I've used the thin-film resist (Doing the laminating myself since it's so much cheaper, especially when you goof things up as much as I do) for many years but it definitely isn't an easy or guaranteed-successful method; part of the problem is that it ages and from what I've heard from the manufacturer it only has a shelf life of around 9 months to a year, though I think that can be extended by keeping it cold in the refrigerator.  This produces an effect where the contrast gets worse and worse and you end up struggling to get a good result since it gets much more difficult to expose it properly and still be able to rinse off unexposed resist without affecting the exposed sections.  Extremely frustrating!  It also doesn't tend to stick to the PCB as well, becoming somewhat brittle and inclined to flake off on thinner traces.

I think the main advantage the cheap, Chinese liquid, brush-on photo-resist has is related to how "fresh" it is, since I've never seen much of a difference from it ageing.
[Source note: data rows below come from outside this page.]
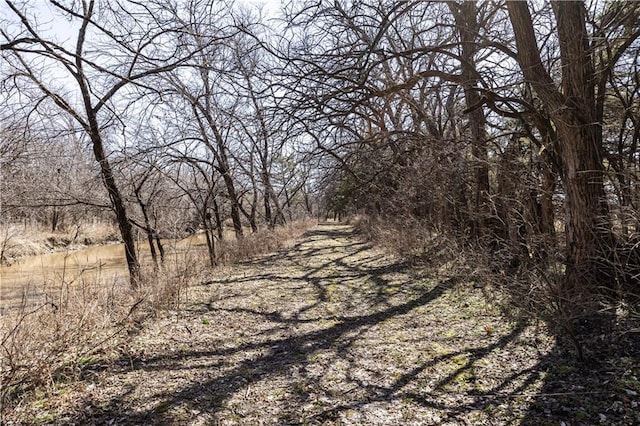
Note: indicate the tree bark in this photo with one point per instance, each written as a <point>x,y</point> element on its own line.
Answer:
<point>573,111</point>
<point>465,14</point>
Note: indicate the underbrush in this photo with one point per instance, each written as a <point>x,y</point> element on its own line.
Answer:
<point>60,334</point>
<point>524,281</point>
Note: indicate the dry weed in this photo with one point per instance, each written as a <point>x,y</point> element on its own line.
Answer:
<point>58,333</point>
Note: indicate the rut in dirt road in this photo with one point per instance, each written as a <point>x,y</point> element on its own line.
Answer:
<point>328,331</point>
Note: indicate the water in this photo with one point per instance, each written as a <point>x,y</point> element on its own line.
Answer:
<point>39,276</point>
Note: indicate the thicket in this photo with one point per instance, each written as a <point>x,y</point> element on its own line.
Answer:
<point>505,132</point>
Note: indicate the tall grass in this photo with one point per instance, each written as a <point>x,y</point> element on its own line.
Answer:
<point>58,339</point>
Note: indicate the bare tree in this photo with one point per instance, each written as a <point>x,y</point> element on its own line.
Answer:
<point>113,49</point>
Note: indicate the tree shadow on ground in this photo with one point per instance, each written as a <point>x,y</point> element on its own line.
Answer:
<point>345,303</point>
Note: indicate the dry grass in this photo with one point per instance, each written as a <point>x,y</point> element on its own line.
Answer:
<point>52,341</point>
<point>17,241</point>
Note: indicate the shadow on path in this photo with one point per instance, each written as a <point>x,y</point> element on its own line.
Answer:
<point>337,332</point>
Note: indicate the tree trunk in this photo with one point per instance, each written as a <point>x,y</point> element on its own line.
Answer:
<point>466,17</point>
<point>118,205</point>
<point>573,111</point>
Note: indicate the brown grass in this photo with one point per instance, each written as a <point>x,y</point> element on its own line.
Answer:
<point>17,241</point>
<point>56,340</point>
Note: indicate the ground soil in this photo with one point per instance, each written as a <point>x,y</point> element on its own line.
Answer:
<point>335,331</point>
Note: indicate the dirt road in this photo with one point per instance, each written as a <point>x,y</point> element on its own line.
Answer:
<point>330,331</point>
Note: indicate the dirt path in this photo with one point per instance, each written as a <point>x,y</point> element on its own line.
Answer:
<point>331,331</point>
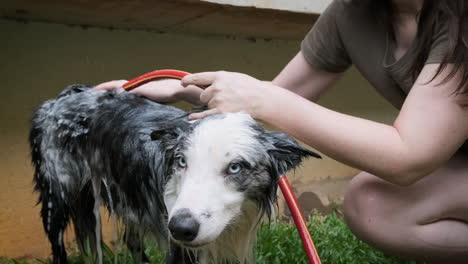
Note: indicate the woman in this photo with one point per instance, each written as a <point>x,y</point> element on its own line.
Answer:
<point>411,199</point>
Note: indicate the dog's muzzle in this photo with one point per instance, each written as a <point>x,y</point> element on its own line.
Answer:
<point>183,226</point>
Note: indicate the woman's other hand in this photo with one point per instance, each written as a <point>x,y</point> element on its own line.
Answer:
<point>228,92</point>
<point>162,91</point>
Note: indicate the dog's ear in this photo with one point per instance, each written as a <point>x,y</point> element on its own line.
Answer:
<point>286,153</point>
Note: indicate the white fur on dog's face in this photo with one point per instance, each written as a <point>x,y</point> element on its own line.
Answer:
<point>204,184</point>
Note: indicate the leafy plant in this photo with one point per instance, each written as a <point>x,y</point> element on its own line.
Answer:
<point>277,243</point>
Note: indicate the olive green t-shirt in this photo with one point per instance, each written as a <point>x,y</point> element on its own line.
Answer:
<point>348,34</point>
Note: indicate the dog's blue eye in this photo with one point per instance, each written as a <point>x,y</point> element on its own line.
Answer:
<point>234,168</point>
<point>181,162</point>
It always provides extremely sharp results (Even when the brush strokes on the board from applying the resist are not great).  Another major advantage is that it will adhere very strongly to virtually any PCB surface, even if it's oxidized or scratched, etc.  This is in terrible contrast (ha ha) to dry-film resist which is very temperamental about sticking to less-than-perfect PCB surfaces, and this gets worse and worse as it ages.  Applying dry-film resist in a hobbyist environment is somewhat of a dark art since it's designed to be applied in large, commercial laminators that are very good about applying a precise amount of heat and uniform pressure to a virtually perfect PCB surface, something that can be very difficult to do at home.  Search around for DIY dry-film photoresist lamination and you'll find a large number of opinions on how to do it, ranging from modified budget laminators (Or expensive, semi-pro models) to "wet process" methods that involve spraying the board down and even forgoing heat.

Anyway, this has gotten a lot longer than I intended but the short answer is don't waste your money on UV resins.  Using a laser to expose dry-film or the cheap brush-on resist is probably the best way to go if you want to avoid printing out transparencies to image your boards.  The brush-on resist is also going to be far cheaper than any UV resins, as well as being easy to apply and develop/etch.  Search 301857576850 on eBay for an example of the brush-on resist, I'm not affiliate with any of these products and this is just my opinion.